Future Leader: Christa Kelly, Vice President of Business Development, Villa Healthcare

The Future Leaders Awards program is brought to you in partnership with PointClickCare. The program is designed to recognize up-and-coming industry members who are shaping the next decade of care delivery across the senior housing, skilled nursing, home health and hospice industries. To see this year’s future leaders, visit Future Leaders online.

Christa Kelly, vice president of business development at Villa Healthcare, is a member of the 2020 Future Leaders class named by Skilled Nursing News parent company Aging Media Network.

SNN’s Future Leaders represent some of the most dedicated and innovative young professionals shaping the next generation of post-acute and long-term care. Nominated by their peers, each of our honorees demonstrates a commitment to improving the lives of elders — and making the changes that skilled nursing will need to serve the seniors of tomorrow.

SNN sat down with Kelly to learn about her path into the industry, and where she wants to shape senior care in the years to come.

What drew you into skilled nursing?

I grew up a little bit in the industry. My mother, she started as a CNA, and she went back to school and became a nurse — and she ended up working in MDS for quite some time. Often in the summer, she would ask me to come and do some activities. I remember being as young as maybe nine or 10, painting nails and doing crafts.

I always liked it. But I went to college, and I thought I was going to explore and see what else was out there. I graduated in 2009, and as you know, there was a little bit of a recession. Jobs were not plentiful in that time, and thankfully, my family was in the industry. I have a cousin … she was an administrator, and she said: “You know, while you look for something in government, do you want to come work in admissions at Regency in Taylor, Mich.?” And I said, “Okay, I’ll do that.”

Honestly, I fell in love with that building, and that building is still in the portfolio today under Villa; we were purchased, I think, two years ago, but I started in that building 10 years ago, and I never really left.

It brought me back full circle. Even though I went to go explore, and I really thought I wanted to be a politician, I came back home to skilled nursing — because of my family, and I really do believe in it.

So that explains how you got into the industry, but what has made you want to stay since 2009?

The connection that I get with families and patients. It never gets old helping families understand why placing a loved one in rehab or long term-care is necessary, and why it’s okay to feel a little bit of guilt. But it’s essential in life sometimes.

Even as a VP, I am not above sitting with a family and explaining to them why this is the right decision, and it’s okay. I follow up with them over and over.

I started doing it again in 2009, and it was so gratifying to truly help people — and it still is, to this day.
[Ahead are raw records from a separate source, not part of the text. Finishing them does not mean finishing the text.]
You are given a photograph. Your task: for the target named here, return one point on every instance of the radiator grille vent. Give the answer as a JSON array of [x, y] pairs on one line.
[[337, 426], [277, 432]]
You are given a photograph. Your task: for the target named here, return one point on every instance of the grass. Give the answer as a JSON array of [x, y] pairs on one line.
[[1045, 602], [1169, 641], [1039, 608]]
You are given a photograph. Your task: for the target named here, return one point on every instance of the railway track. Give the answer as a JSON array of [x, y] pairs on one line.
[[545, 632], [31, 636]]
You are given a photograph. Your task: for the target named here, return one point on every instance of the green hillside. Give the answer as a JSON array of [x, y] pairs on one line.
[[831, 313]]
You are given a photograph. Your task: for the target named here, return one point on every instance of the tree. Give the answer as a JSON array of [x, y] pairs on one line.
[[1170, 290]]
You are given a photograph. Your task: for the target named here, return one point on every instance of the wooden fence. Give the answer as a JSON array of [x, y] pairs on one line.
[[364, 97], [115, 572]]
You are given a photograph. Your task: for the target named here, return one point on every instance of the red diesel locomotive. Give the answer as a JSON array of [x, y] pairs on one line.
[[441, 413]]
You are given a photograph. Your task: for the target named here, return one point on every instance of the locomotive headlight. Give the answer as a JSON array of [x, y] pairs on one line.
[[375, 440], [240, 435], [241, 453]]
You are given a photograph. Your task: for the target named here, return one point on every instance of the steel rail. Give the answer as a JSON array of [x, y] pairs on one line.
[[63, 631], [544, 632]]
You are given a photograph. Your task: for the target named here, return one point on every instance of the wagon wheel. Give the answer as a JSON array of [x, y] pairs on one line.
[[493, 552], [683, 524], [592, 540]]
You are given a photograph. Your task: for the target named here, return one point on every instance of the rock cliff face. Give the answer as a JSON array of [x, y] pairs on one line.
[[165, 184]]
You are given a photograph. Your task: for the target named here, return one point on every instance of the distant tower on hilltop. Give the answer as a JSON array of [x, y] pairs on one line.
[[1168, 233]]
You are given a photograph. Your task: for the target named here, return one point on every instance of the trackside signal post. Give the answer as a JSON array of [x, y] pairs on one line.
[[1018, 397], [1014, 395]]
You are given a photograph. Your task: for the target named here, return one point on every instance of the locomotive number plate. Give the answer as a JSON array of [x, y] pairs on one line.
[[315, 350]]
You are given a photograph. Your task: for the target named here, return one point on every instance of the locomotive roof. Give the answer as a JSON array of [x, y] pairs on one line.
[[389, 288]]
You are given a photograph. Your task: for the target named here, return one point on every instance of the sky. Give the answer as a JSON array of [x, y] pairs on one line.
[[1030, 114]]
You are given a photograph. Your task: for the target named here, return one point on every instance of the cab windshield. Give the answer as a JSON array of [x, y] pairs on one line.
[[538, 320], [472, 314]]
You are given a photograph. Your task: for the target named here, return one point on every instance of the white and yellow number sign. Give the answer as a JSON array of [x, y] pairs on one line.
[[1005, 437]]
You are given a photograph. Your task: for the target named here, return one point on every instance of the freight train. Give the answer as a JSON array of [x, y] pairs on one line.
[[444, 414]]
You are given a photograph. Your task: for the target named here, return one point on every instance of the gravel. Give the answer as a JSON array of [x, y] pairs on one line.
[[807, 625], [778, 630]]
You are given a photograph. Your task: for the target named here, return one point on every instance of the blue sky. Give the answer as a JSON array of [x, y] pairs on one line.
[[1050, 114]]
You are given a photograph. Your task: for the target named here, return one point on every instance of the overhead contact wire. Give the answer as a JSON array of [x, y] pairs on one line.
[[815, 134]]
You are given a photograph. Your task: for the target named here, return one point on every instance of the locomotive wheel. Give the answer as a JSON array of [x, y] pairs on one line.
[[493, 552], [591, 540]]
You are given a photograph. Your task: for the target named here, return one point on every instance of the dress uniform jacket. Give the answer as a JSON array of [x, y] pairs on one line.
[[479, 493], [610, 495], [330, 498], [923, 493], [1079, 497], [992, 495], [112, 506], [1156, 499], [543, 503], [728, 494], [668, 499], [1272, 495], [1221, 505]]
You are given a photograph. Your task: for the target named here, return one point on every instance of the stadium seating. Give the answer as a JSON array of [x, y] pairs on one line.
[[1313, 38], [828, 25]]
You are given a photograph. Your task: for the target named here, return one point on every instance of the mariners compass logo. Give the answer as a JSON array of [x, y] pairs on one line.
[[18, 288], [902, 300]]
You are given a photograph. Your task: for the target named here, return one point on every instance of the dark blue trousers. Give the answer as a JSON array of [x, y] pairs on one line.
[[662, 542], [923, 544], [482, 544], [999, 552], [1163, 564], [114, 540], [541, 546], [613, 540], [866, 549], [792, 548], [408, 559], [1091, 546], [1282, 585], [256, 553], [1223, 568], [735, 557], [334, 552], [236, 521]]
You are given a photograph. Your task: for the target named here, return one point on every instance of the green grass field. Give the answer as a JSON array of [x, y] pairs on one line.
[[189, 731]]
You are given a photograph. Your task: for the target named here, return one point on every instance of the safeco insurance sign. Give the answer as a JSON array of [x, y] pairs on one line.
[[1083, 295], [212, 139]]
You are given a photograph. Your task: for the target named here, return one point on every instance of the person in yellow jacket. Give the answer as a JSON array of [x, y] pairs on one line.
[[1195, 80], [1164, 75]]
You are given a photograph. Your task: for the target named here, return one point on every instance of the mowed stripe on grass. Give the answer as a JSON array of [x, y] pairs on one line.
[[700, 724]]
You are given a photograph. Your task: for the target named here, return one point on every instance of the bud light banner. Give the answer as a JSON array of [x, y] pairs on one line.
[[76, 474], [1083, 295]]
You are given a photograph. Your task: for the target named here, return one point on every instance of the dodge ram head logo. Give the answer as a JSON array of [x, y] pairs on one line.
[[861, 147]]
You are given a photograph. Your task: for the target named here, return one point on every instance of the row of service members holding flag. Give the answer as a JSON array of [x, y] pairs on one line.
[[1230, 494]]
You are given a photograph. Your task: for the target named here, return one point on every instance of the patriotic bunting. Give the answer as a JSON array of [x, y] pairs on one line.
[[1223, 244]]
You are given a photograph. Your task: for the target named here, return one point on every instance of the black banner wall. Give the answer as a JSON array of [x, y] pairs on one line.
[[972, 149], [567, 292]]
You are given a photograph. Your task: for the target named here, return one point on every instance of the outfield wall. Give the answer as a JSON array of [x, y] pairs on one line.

It’s my favorite part of the job, even though I don’t really get to do it as much anymore. But I still love that, and the connection with the patients and just watching them either live here, which is great, or rehab and get better. It’s so gratifying, and I don’t think I could get that in another profession. I really don’t.

I have one patient that discharged; he was long term-care in one of our homes, and lived there for like four years. Finally, he really wanted his own apartment. I still go see him every month with groceries, and he’s been out of our nursing home, I think, two years.

In a sales position, you’re like, well: I don’t really want to lose the census, right? But it makes me so happy to see people getting better, and that we truly are making people better. The gratification from that, it’s like nothing else.

What changes do you want to see for the better moving forward, both past COVID-19 and generally?

Honestly, I would love for the industry to invest in staff a little bit more — and that’s just not Villa. I think that’s the industry as a whole. You can go on the internet and realize that nurses and nursing aides, they do not make comparable wages to, say, a hospital or long-term acute care center.

I think it really begins with investing time and education in staff, and that will change the industry. I think probably everyone will say that — especially now after going through COVID, and to be transparent with you, people resigning because unemployment might pay better. I feel like if we really invested in staff, and [they] were happy with their jobs, we may not have seen that crisis as an industry.

I could go on and on about what we could change in the industry, and what would make it better. We do have some buildings where the staff is so strong, and it changes the building. So I would love to see more investment in the staff, and I think other things would fall into place.

With that being said, too, I think it’s very important — and I saw this with Villa, which was amazing to see during this crisis: When staff were leaving and not coming to work, we had, even myself, corporate people pushing trays, getting dressed in PPE, doing whatever was needed to get through this crisis … We’re all there for the patient.